Prok war hinter seinem Tisch hervorgekommen und ging, die Hände auf dem Rücken gefaltet, in dem engen Büro auf und ab. »Nein«, sagte er schließlich und baute sich vor mir auf, so daß unsere Gesichter nur Zentimeter voneinander entfernt waren. »Nein, ich werde es einfach nicht zulassen.«
Und so begann Prok eine energische Kampagne mit dem Ziel, mich für die gesamte Kriegsdauer an seiner Seite zu behalten. Interessanterweise erkundigte er sich nie nach meiner eigenen Haltung in dieser Sache, sondern nahm einfach an, daß ich hundertprozentig mit ihm übereinstimmte, daß Sexforschung – sein Projekt und die Mehrung menschlichen Wissens – für das Wohlergehen des Landes weit bedeutsamer war als der Sieg in einem Krieg in Europa oder im Pazifik.
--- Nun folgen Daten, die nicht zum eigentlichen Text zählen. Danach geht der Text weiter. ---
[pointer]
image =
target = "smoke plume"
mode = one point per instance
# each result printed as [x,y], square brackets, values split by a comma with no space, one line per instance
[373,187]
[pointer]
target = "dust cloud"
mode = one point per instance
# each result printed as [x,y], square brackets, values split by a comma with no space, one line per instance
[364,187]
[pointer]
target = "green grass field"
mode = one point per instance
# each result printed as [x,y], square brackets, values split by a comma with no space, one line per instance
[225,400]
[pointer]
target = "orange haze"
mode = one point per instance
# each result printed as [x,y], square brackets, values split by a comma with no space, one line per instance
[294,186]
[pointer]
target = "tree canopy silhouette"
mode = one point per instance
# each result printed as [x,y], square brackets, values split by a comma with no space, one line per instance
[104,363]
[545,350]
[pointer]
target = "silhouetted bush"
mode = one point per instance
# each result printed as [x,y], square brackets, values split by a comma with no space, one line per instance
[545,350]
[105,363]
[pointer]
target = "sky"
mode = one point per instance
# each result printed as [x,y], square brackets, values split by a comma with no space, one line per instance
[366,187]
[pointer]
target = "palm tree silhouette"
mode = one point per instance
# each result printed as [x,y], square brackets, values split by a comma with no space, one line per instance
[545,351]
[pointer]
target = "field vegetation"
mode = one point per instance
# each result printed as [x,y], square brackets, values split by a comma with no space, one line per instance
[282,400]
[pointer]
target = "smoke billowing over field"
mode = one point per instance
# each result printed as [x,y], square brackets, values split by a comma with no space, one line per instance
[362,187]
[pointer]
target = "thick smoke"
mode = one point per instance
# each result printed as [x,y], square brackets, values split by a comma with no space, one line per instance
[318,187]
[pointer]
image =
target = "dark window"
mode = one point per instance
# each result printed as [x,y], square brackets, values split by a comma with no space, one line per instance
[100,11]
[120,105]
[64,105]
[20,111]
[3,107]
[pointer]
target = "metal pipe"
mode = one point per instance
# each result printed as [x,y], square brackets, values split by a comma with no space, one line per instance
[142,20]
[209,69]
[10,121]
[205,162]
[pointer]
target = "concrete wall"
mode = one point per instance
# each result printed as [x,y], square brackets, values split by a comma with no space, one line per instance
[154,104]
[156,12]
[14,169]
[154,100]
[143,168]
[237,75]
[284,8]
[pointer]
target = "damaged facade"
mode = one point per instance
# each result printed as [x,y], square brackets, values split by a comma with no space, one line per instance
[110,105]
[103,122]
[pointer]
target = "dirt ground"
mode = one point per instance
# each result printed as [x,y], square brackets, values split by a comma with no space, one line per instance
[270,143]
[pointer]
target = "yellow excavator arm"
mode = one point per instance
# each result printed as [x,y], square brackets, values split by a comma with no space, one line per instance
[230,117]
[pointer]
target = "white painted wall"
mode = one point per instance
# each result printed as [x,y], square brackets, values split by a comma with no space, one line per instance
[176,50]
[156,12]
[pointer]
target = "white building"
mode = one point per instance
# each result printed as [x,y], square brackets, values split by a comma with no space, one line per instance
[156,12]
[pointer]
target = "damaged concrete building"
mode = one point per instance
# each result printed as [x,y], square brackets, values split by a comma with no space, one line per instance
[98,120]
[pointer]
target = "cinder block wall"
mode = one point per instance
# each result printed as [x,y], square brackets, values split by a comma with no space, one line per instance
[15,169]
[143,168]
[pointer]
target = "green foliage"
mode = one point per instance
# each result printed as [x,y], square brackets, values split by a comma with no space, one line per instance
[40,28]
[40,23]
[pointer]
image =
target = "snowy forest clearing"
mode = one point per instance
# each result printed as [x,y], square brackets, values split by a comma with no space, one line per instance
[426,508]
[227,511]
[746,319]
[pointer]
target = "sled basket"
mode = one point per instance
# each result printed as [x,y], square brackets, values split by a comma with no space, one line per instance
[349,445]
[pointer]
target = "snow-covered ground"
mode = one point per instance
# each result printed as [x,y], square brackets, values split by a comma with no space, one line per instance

Er setzte mich nie unter Druck. Er wußte auch nicht, daß ich stundenlang in meinem Zimmer auf der Bettkante hockte und mit Ezra, Dick Martone und ein paar anderen das Für und Wider einer freiwilligen Verpflichtung erörterte: Sollte ich meinen Teil tun und für die Sache der Freiheit alles aufgeben? Letzten Endes fügte ich mich. Das heißt, ich tat nichts und ließ den Dingen ihren Lauf.
Prok schrieb ein Gesuch und erbat sich Empfehlungsschreiben zu meinen Gunsten von President Wells, Robert M.